Opening Up the Research Process, Not Just Showcasing Final Results
Tao also offered a forward-looking suggestion:
"I hope that when AI use becomes more widespread, people will not only publish their final results but also share all the different paths they took to get there, because that is also very valuable information."
This suggestion addresses a long-standing problem in scientific research — publication bias. Traditional academic publishing only showcases successful results and final proof paths, while failed attempts, detours, and abandoned directions are often buried.
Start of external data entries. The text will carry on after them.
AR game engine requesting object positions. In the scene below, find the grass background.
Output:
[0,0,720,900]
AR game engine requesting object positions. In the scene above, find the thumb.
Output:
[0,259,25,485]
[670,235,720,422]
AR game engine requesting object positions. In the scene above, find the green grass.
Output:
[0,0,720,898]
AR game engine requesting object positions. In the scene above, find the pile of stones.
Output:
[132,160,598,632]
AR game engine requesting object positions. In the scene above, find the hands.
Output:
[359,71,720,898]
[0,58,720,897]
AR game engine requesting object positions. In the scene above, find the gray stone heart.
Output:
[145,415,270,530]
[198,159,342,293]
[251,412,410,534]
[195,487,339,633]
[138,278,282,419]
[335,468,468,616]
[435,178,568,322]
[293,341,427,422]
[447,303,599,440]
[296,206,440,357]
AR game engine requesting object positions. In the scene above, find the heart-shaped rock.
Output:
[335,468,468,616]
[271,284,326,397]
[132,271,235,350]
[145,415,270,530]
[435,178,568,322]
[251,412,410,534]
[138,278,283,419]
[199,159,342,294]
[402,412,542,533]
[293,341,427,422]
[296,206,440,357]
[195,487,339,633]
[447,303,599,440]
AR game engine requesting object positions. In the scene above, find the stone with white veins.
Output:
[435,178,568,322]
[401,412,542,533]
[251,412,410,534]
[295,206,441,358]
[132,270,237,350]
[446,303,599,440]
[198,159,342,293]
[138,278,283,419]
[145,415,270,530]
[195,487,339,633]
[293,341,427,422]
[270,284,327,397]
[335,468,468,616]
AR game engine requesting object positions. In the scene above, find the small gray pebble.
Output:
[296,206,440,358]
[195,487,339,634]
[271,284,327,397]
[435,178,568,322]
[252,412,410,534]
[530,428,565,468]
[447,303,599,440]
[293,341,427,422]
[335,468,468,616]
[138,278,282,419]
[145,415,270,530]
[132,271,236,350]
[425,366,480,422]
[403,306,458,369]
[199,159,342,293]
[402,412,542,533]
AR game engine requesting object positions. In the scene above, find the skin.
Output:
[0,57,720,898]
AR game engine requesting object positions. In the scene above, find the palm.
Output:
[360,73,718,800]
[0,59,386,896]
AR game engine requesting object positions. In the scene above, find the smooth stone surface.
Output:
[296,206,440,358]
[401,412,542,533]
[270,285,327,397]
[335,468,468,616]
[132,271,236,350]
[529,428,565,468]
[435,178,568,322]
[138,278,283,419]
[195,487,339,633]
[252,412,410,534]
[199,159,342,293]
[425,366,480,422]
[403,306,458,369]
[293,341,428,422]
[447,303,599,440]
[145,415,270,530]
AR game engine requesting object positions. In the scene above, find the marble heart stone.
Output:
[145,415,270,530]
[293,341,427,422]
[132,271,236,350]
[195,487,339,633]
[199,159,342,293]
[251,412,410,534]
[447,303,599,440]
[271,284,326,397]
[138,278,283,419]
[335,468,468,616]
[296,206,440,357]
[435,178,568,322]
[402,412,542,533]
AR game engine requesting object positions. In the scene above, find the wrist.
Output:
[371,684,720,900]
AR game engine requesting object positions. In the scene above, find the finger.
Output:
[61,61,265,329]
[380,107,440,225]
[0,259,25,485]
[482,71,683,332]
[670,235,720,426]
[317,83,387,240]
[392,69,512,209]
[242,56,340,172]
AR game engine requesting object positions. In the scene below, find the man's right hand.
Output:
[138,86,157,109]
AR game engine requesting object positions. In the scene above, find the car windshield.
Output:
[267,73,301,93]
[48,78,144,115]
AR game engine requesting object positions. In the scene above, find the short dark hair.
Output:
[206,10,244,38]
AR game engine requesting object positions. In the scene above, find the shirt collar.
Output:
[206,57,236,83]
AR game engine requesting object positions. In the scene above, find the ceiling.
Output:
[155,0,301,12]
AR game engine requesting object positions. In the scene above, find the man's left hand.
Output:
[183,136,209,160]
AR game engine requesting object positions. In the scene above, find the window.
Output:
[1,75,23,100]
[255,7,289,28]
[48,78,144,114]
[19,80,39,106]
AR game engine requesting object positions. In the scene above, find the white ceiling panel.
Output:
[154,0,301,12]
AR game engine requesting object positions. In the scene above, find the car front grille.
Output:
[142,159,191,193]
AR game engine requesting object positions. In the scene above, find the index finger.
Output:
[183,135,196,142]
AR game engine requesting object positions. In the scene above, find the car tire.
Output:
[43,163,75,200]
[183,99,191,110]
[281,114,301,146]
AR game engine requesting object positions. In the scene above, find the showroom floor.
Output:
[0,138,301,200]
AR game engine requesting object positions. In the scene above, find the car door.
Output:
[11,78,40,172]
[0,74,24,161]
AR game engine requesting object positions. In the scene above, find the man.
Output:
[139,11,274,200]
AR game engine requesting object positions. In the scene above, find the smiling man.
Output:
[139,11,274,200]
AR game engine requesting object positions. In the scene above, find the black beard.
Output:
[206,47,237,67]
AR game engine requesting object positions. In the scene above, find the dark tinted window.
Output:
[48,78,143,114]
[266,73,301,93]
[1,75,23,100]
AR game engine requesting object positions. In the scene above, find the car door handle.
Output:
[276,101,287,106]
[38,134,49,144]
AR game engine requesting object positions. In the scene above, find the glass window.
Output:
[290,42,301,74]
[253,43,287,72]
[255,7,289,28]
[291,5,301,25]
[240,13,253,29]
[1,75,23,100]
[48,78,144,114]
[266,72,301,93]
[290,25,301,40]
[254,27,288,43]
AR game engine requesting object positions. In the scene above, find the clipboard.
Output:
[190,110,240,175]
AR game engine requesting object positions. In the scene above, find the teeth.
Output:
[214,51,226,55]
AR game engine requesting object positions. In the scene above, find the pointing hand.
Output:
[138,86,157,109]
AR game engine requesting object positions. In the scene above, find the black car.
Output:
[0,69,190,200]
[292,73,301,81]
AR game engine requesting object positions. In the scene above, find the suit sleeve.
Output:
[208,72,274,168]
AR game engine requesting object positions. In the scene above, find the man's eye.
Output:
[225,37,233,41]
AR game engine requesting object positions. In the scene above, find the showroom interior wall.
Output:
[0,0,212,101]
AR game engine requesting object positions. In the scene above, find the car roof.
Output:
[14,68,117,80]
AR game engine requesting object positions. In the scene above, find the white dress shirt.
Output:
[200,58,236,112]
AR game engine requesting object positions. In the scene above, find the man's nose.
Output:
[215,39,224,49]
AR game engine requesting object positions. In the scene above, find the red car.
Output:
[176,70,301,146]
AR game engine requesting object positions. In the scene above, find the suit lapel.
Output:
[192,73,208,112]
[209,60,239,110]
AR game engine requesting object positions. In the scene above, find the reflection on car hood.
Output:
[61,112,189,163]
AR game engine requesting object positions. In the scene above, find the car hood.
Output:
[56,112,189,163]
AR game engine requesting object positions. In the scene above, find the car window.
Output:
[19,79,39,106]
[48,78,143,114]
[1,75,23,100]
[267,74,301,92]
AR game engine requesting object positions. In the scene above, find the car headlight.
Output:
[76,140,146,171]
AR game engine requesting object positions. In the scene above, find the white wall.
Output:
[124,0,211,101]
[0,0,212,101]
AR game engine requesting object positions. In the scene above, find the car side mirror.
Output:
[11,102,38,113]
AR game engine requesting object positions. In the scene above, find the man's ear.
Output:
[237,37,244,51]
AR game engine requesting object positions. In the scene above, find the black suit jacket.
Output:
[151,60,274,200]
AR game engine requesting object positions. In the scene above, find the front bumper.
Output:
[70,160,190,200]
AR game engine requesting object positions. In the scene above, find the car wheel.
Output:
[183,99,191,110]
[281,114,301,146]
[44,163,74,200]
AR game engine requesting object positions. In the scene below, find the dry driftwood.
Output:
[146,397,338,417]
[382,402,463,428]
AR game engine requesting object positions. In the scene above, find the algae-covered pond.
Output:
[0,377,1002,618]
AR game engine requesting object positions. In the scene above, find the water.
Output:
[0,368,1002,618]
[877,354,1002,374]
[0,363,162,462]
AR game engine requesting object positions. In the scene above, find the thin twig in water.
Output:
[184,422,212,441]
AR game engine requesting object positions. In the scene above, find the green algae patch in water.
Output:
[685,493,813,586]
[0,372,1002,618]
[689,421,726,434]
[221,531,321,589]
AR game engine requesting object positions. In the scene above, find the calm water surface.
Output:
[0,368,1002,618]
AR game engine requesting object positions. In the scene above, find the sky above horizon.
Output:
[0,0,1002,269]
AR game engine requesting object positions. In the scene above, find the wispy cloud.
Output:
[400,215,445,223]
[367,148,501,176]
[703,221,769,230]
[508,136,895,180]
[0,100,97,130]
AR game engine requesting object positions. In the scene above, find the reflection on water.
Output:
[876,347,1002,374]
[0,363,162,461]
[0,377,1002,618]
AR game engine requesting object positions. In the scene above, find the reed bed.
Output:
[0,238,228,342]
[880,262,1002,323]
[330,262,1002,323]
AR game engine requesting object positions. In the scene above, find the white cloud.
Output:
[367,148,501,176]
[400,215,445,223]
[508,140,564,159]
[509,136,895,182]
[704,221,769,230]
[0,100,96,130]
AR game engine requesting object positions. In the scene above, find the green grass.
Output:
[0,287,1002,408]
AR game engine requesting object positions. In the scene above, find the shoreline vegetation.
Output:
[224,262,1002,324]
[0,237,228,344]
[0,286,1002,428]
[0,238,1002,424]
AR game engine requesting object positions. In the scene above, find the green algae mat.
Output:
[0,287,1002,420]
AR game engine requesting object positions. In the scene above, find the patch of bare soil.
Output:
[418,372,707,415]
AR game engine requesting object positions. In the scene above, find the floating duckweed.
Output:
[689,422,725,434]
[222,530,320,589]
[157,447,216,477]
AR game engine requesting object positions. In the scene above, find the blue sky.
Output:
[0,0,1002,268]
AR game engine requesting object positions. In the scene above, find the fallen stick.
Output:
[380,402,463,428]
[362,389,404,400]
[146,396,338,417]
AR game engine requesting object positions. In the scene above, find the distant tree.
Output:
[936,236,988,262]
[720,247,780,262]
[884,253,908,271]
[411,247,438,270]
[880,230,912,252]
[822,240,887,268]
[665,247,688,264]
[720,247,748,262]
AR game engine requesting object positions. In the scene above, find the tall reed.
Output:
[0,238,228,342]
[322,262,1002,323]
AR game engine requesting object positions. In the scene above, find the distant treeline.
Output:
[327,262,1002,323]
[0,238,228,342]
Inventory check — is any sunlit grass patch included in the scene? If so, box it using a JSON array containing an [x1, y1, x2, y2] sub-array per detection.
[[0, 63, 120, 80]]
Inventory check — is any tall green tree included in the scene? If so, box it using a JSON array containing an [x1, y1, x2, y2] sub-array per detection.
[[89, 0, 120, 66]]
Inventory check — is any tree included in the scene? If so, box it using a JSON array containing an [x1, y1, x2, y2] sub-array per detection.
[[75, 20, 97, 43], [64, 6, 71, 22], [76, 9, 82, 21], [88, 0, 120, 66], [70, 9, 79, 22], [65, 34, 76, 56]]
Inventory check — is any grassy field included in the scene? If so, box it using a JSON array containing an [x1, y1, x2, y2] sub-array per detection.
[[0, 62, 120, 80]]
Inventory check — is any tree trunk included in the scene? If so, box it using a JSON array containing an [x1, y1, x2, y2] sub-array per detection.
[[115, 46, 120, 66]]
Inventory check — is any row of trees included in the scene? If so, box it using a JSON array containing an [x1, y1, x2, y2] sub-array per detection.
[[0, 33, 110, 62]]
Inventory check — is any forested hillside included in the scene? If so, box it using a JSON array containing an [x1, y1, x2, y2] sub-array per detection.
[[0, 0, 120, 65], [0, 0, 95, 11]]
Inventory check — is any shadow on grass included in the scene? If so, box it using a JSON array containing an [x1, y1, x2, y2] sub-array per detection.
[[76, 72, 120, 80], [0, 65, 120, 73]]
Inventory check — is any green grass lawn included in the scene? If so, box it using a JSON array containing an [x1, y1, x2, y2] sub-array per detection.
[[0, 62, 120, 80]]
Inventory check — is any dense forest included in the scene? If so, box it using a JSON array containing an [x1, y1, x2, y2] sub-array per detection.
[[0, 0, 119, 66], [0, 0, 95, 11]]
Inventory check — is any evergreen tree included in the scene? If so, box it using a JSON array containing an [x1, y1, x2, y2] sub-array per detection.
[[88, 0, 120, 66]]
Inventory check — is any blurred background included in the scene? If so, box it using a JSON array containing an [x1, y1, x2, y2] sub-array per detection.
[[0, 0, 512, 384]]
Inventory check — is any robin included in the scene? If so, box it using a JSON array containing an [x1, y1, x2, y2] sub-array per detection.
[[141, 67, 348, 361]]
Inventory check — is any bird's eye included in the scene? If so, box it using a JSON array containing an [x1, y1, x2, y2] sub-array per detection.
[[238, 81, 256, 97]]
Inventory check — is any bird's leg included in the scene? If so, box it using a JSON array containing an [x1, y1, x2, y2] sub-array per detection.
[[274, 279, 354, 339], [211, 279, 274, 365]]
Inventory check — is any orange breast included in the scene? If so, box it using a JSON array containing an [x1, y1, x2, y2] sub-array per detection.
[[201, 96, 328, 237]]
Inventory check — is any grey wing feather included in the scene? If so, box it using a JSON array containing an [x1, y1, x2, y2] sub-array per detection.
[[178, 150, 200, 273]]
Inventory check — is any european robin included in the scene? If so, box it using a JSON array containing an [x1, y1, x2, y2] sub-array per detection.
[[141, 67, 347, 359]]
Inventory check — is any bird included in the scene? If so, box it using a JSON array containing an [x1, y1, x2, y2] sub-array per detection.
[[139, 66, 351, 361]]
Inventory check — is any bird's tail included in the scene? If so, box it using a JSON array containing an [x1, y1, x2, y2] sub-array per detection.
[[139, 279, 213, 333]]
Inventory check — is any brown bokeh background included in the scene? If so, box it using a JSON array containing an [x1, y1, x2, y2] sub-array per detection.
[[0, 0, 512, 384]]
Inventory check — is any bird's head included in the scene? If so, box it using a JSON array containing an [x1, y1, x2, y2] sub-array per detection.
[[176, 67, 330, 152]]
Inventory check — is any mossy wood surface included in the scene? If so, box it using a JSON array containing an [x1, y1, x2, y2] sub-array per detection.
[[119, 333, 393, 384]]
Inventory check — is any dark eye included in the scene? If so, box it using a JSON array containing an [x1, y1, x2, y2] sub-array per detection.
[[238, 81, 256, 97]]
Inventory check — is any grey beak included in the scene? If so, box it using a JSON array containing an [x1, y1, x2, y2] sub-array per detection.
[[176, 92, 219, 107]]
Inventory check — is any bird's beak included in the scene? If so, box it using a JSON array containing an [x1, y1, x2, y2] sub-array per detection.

Yet these "failed paths" contain rich information that can help other researchers avoid redundant work, or even discover new inspiration.
In the era of AI-assisted research, the cost of recording and sharing these exploratory processes has dropped dramatically. Every interaction with AI, every hypothesis verified or refuted, can be systematically preserved and shared. This could give rise to an entirely new paradigm of scientific communication.
Conclusion
Tao's insights reveal AI's deeper impact on scientific research: it is not merely an accelerator, but a liberator. By eliminating cognitive friction and lowering the cost of trial and error, AI gives researchers the courage and capacity to pursue those "crazier" ideas. And it is precisely these crazy ideas that often give birth to the most significant breakthroughs.